Landau said it would be “incredible” to be the council’s first out member, but she also acknowledged the closeted leaders – like the late John C. Anderson – who have served before her.
“I stand on the shoulders of their greatness,” she said, adding that her victory “would mean that we finally had a seat at the table.”
“It would mean that our community didn’t just have advisory roles for legislation and policy, but that we really had a hand in crafting it with a seat at the table. It would also mean that I was a role model to other people. And as a parent, I can tell you that our young people need role models.”
Landau said Philadelphia is more or less a safe space for LGBTQ+ people, but that areas near the city – like Bucks County – have become caught up in the right-wing’s relentless vendetta against LGBTQ+ people.
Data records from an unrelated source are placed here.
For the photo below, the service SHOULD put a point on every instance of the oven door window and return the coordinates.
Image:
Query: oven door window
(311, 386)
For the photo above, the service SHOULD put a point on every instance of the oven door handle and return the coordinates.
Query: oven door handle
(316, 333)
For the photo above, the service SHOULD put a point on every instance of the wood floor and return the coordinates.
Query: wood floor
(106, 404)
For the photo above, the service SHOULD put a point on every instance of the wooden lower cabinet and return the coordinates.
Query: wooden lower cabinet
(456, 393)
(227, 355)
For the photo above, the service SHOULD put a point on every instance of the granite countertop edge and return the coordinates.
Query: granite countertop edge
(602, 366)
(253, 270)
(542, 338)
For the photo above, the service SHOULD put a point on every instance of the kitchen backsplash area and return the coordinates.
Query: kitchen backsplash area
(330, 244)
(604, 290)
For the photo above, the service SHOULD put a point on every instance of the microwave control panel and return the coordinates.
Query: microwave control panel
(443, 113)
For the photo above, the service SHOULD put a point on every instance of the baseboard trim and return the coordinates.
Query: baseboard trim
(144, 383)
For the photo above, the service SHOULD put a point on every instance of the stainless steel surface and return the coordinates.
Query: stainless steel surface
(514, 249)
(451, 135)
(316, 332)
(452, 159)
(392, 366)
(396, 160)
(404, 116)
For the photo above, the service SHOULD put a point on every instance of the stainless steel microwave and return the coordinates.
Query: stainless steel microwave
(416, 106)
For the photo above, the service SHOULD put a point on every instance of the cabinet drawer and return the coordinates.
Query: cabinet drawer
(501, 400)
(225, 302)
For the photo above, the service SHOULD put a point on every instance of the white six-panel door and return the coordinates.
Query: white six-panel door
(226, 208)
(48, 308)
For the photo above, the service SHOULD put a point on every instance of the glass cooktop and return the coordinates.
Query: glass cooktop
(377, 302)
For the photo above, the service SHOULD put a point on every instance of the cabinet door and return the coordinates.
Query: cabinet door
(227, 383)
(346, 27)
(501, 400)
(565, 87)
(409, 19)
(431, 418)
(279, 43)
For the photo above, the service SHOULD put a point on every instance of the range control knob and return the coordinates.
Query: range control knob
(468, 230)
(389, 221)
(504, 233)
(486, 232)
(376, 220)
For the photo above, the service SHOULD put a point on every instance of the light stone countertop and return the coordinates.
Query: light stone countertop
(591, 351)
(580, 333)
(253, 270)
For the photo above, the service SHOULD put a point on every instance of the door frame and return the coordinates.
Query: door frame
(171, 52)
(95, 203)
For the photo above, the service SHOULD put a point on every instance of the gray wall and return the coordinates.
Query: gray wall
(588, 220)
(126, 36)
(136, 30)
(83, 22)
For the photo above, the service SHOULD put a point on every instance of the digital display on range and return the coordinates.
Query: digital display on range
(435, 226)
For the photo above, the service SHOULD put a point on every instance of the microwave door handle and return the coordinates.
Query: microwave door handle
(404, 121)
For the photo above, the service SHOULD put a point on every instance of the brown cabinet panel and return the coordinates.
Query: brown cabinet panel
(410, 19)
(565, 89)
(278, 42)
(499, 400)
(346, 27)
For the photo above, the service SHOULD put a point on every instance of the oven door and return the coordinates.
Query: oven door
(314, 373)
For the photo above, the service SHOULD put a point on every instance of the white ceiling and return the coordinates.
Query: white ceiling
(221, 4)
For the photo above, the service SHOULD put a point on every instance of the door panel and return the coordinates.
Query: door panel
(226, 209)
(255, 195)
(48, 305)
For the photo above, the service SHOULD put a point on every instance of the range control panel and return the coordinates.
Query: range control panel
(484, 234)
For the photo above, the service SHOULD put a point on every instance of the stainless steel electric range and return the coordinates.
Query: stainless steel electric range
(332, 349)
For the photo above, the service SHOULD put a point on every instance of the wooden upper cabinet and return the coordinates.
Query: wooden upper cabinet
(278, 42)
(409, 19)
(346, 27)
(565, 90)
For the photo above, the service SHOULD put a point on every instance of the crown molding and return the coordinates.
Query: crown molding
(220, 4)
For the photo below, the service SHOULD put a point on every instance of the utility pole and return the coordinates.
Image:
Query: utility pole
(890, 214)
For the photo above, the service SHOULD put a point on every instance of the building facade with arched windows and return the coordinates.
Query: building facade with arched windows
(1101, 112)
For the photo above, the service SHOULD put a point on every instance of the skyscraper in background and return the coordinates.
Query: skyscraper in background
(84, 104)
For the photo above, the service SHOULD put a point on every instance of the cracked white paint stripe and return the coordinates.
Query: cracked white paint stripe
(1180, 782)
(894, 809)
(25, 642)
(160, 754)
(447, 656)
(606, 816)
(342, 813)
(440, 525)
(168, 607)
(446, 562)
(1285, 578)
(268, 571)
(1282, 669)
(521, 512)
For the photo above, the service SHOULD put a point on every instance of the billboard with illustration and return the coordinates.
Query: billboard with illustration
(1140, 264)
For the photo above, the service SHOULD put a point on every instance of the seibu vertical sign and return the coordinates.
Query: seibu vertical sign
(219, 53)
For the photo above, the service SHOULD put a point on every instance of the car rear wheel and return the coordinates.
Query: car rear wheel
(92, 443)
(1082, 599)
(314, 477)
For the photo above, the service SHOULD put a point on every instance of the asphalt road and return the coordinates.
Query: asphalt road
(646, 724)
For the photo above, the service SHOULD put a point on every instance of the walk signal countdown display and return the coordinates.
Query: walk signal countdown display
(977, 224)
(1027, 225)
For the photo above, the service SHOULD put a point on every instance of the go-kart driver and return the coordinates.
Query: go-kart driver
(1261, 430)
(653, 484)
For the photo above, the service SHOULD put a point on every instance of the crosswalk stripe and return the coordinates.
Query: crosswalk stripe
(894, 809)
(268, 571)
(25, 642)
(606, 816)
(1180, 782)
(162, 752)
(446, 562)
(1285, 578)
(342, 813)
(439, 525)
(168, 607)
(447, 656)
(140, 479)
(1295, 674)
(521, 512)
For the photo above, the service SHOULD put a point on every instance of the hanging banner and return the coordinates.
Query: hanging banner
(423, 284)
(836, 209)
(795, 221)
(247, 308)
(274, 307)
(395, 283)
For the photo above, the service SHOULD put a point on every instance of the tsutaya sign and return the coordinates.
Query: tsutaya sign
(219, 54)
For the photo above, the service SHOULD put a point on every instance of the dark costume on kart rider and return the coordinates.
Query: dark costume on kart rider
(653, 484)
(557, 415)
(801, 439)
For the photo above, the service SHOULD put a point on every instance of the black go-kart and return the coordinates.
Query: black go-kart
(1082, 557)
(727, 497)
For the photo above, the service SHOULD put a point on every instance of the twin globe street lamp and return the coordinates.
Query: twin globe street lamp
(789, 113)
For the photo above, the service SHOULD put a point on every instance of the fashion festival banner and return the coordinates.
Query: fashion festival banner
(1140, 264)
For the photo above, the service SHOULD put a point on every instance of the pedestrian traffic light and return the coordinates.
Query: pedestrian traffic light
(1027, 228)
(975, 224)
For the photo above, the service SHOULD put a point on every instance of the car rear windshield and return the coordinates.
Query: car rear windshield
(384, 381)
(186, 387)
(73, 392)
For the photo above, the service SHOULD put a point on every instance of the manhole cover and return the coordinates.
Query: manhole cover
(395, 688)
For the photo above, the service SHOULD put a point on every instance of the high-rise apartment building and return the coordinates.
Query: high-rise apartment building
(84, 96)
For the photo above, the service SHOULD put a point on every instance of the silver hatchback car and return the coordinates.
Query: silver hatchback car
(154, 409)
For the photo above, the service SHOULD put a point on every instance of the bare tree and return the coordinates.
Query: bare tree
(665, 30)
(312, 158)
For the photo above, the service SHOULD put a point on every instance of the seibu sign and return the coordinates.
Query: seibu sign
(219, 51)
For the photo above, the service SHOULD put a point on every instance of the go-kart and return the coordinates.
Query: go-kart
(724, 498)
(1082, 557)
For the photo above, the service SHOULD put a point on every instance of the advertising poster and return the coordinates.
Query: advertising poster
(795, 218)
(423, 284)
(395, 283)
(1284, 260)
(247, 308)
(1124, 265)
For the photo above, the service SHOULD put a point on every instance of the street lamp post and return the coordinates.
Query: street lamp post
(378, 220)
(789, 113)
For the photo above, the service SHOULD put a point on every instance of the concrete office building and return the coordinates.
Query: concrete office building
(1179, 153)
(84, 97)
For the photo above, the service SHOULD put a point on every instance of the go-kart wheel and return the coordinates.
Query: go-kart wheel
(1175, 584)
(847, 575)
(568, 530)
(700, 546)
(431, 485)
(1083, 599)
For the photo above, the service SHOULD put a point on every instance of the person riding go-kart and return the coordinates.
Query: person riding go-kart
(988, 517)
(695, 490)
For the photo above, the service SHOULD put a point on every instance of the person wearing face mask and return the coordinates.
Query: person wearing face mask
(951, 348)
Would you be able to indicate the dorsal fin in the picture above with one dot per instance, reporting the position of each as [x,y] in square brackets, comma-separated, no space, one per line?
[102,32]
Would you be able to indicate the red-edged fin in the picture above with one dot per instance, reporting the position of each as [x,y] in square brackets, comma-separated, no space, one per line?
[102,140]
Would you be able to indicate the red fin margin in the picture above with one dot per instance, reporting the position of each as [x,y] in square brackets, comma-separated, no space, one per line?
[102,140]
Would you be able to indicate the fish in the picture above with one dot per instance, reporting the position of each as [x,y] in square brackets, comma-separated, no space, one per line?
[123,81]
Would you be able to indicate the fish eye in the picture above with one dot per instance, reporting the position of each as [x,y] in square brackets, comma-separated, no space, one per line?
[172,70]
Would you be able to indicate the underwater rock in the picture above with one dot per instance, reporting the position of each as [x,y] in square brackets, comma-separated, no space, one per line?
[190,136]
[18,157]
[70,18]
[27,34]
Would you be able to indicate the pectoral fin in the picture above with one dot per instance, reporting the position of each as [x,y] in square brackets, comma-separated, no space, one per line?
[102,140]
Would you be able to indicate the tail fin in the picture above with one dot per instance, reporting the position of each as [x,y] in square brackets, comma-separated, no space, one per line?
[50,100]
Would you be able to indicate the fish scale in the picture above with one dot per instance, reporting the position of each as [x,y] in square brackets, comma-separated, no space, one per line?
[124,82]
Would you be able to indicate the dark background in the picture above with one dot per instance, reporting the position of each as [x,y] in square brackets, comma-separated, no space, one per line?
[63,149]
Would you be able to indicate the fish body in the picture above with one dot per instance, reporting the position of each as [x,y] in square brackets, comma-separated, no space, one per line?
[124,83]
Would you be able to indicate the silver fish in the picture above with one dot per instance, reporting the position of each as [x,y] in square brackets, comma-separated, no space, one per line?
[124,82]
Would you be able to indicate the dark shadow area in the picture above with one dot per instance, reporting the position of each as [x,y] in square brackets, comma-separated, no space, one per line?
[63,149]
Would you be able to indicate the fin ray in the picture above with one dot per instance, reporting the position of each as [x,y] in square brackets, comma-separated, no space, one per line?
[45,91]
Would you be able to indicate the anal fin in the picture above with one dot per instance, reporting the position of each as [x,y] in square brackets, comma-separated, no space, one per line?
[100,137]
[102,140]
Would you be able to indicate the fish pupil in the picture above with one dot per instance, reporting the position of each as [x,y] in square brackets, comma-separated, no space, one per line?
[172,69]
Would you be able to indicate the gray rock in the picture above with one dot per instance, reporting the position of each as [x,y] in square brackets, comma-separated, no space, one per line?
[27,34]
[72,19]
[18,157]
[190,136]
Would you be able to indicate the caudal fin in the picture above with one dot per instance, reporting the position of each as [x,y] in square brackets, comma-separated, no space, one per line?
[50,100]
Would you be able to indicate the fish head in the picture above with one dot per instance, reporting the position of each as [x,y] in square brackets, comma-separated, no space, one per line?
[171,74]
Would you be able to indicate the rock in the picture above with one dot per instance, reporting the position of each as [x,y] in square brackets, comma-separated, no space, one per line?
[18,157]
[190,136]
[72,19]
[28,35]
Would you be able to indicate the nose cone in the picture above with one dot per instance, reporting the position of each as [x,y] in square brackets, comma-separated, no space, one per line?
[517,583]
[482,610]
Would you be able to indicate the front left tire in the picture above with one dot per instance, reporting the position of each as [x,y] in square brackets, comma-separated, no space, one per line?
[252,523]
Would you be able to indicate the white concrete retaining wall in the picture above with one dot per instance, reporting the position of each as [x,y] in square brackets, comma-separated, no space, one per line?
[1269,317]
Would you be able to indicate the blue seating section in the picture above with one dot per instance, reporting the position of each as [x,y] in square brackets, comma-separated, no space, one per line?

Last year, the ACLU issued a 72-page complaint accusing Bucks County’s Central Bucks School District – one of the state’s largest – of creating a hostile environment for LGBTQ+ students. The complaint alleged that the district had propagated the removal of Pride flags, instructed teachers not to honor a student’s pronouns, and advocated for censorship of books with LGBTQ+ themes.
If elected, Landau vowed to reach across city lines to speak up for the surrounding LGBTQ+ community.
“It’s wonderful if we can maintain our safe borders here in Philadelphia,” Landau said. “But I think that we need to be the strongest voice in the state. We often are, but [we need to be] now more than ever… And we need to reach over to our counties and across the state and help them lift up all of their LGBTQ communities as well, to reach out to their elected officials, and to make sure that those areas remain safe for our communities as well.”
Above all else, Landau wants voters to see her as a coalition builder.
“I’ve been a fighter for social justice and equity my entire career… I bring people together. I have resolved conflicts. I’m a coalition builder, and I am working to make stronger communities and a stronger Philadelphia.”